Okta uniquely provides the foundation that medical providers need as healthcare moves toward population health. Okta is the foundation for secure connections between people and technology. Okta’s Universal Directory (UD) equips medical providers with a centralized repository for all people– be it a partner user or their own. With UD, medical providers can manage access policies, store profile information and manage passwords. With Okta, medical providers can connect to an unlimited number of federated providers, quickly enabling partner end user access to the data and medical information they need. Okta also automates the user lifecycle and allows medical providers to automatically create partner user accounts for new applications and immediately deprovision users when an account is canceled. Okta enables IT to implement strong authentication policies without inhibiting end users by offering a comprehensive set of authentication factors including voice, one-time push, SMS, and the ability to integrate with third-party factors. And, not all users have to use the same factor. Okta is agile and scalable. As information sharing increases in healthcare, Okta can scale to handle it.
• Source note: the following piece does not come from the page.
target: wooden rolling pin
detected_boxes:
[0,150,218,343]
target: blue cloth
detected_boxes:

Fee-for-service is simply not sustainable for US medical providers in the long term. The shift toward population health and strong B2B collaboration poses significant identity challenges for the medical industry today. Cloud identity solves those challenges by providing a unified view of all users, whether B2B or internal. Cloud identity also eliminates the manual processes of setting up and managing a partner portal, enabling medical providers to offer flexible options to partner organizations.